Conformément à l'initiative française, qui vise à sortir le Liban de sa crise politique et financière, Moustapha Adib est appelé à former un cabinet "de mission" restreint, formé de spécialistes indépendants. Le principal noeud rencontré dans les tractations avec les formations concerne le portefeuille des Finances, que le Hezbollah et le mouvement Amal réclament. Ces deux formations exigent qu'"une personnalité chiite" soit nommée à la tête de ce ministère qui, selon, eux doit être exclu du principe de rotation des portefeuilles défendu par le Premier ministre désigné et soutenu par plusieurs parties.

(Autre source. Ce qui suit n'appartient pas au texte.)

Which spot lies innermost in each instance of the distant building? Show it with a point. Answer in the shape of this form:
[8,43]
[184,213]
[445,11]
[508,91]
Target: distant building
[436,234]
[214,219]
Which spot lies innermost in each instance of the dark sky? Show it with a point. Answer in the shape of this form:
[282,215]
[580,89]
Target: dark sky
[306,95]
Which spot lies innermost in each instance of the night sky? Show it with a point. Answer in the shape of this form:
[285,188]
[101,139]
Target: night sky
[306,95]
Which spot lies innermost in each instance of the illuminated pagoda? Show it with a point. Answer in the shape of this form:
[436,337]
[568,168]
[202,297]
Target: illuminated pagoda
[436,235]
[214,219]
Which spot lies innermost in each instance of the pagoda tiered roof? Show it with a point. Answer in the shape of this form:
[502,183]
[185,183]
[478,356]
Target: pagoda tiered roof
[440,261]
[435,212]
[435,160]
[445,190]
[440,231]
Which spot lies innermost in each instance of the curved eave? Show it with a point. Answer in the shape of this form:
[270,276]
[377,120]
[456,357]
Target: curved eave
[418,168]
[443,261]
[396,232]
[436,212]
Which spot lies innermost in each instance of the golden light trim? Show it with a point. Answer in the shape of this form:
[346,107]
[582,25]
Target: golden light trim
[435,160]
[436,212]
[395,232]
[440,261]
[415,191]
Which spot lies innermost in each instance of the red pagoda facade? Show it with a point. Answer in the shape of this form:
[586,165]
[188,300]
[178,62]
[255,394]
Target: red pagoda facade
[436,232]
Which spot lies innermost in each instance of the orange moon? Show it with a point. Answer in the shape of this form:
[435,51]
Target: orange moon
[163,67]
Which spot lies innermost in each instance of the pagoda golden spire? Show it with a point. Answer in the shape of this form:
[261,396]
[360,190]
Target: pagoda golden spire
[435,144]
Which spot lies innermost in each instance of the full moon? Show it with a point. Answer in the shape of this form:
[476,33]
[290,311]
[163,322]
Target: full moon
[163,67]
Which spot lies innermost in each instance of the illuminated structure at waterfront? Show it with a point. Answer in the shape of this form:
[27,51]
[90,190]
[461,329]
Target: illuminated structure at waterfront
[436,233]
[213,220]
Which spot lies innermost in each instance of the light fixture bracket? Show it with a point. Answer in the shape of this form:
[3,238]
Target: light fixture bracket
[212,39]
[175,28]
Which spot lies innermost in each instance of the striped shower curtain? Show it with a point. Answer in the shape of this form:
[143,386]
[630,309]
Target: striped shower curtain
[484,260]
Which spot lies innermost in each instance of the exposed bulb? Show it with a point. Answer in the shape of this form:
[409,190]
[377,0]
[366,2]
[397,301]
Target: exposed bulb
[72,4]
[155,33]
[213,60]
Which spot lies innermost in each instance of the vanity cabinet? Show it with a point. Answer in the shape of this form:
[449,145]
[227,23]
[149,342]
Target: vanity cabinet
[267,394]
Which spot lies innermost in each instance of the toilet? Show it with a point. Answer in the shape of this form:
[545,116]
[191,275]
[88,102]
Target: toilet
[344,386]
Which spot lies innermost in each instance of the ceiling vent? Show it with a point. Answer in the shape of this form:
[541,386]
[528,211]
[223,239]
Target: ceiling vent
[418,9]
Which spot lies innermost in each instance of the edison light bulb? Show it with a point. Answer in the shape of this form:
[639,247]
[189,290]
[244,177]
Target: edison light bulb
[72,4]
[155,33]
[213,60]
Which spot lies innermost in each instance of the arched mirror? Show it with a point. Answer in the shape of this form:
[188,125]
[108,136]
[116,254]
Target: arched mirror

Alors qu'il était question en fin de semaine dernière d'une éventuelle récusation du Premier ministre désigné, il semble que la cellule de crise française chargée du dossier libanais l’ait aussi poussé à patienter.
Mr. Adib. Malheureusement, vous avez perdu votre crédibilité et en 3 semaines voire 2. C’est un record. Si vous pensiez que le chemin était balisé, alors vous êtes naïf. C’est un comble pour un diplomate. Et si vous pensiez qu’il était utile de négocier, alors vous êtes encore plus naïf ; mais c‘est l’ADN du diplomate. Et si vous pensez que c’est encore possible, alors vous êtes dans le dénis, et cela c’est grave. Vous n’êtes pas l’homme de la situation alors avouez et partez. Vous êtes arrivé avec un soupçon d’handicap qui s’appelle Mikati. Vous auriez dû démontrer votre indépendance tout de suite : former une équipe de sauvetage indépendante, au-delà des religions et aller au parlement. Mieux vaut tomber dans la gloire plutôt que dans la misère. Mais c’est trop tard. Alors partez. Vous n’êtes pas l’homme de la situation. Le Liban ira alors en enfer et vous avez raté l’occasion d’entrer dans l’histoire. C’était peut être votre objectif ; rentrer dans l’histoire, mais la bonne intention ne suffit pas. Il faut des hommes et des femmes dignes de cela. Les cimetières sont remplis de gens de bonne intention ; y compris des diplomates. Partez, partez, partez. Et le Liban, une fois dans l’enfer, un peu grâce à votre manque de courage, se relèvera ; même s’il est fatigué d’être un phœnix. Le Liban se relèvera, envers et contre tous et toutes !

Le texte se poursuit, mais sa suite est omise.